23.11.2005 | 09:03 Uhr |

Gestern ist die Xbox 360 in den USA an den Start gegangen und schon kurz darauf begann ein reger Handel bei Auktionsseiten wie Ebay. Und die Gewinnmargen lassen so manchen Aktienfan in Tränen ausbrechen.

Es ist wie immer: Sobald ein vermeintlich begehrtes Gut an den Start geht, müssen diejenigen, die vor leeren Regalen stehen - wenn sie das Produkt denn unbedingt haben wollen - auf Auktionsseiten wie Ebay & Co. zurückgreifen. Dort werden schnell vergriffene Güter gewinnbringend unters Volk gebracht - wie im Fall der Xbox 360, die in den USA gestern in den Handel gekommen ist.

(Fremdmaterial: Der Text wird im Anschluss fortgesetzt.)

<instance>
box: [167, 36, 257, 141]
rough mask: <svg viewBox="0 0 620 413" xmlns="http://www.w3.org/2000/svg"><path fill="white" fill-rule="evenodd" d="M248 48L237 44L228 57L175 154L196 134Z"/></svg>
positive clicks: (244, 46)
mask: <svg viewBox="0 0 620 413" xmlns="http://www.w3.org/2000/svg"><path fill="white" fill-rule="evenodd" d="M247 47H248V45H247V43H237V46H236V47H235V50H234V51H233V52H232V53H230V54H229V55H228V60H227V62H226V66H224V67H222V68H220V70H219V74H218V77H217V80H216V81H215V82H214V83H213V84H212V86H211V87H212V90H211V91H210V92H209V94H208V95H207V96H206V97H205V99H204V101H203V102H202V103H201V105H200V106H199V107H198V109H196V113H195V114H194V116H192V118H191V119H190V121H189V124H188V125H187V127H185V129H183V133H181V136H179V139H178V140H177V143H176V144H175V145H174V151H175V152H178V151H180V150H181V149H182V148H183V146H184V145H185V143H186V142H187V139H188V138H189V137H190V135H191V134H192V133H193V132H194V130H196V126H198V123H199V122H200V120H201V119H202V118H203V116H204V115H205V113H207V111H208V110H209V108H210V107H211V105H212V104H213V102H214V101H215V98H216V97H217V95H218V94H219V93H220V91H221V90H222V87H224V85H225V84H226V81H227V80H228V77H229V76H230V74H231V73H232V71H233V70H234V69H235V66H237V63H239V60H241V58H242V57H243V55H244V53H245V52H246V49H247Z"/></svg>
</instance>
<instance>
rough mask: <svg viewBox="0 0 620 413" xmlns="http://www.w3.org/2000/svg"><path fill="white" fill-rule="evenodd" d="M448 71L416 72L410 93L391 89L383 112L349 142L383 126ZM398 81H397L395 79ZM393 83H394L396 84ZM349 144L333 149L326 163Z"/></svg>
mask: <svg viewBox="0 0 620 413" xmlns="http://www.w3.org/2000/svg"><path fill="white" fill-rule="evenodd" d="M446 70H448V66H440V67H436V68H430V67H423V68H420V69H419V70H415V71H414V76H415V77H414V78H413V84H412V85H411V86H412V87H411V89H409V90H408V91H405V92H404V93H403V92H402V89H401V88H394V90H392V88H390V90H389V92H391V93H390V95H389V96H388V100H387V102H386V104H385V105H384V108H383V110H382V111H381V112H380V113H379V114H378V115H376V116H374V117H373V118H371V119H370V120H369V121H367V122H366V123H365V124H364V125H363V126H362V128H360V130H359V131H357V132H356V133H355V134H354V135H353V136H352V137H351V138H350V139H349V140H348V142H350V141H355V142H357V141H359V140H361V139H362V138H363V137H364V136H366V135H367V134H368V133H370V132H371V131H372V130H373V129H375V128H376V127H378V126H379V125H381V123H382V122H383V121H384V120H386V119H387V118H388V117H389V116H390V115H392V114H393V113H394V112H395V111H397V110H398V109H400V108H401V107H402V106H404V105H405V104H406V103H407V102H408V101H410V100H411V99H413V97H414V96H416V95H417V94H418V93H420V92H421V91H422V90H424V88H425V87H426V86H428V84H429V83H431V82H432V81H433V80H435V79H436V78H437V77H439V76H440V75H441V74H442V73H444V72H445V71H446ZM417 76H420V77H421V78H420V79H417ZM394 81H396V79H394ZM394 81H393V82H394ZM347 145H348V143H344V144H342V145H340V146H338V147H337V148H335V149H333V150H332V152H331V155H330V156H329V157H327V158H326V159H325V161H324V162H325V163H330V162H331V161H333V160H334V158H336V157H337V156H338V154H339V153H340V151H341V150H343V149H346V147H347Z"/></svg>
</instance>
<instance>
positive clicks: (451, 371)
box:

Zwar ist nicht bekannt, ob die Konsole in den Staaten auch tatsächlich ausverkauft ist, die Preise, die bei Ebay geboten werden, lassen aber zumindest die Vermutung zu, dass es schwer ist, an das Gerät zu kommen. Spaßbieter, die über 1000 US-Dollar für die Core-Version der Xbox 360 bieten (Ladenpreis: 299 US-Dollar), mal ausgenommen, werden derzeit für die kleine Variante der Konsole Preise um die 600 US-Dollar erzielt.

Für die besser ausgestattete Premium-Version, die mit einer 20-GB-Festplatte, kabellosem Controller, Headset und mehr ausgeliefert wird, werden bei Ebay derzeit über 800 US-Dollar geboten (Ladenpreis: 399 US-Dollar) - ohne Spiel versteht sich.

Vor dem Hintergrund, dass es sich bei der Konsole um kein limitiertes Gut handelt, sondern das Gerät in den kommenden Wochen millionenfach in den Regalen weltweit liegen wird, kann man bei diesen Geboten eigentlich nur mit dem Kopf schütteln. Aber spätestens mit dem Erscheinen der Playstation 3 und der Revolution von Nintendo wird sich dieses Spiel aufs neue wiederholen.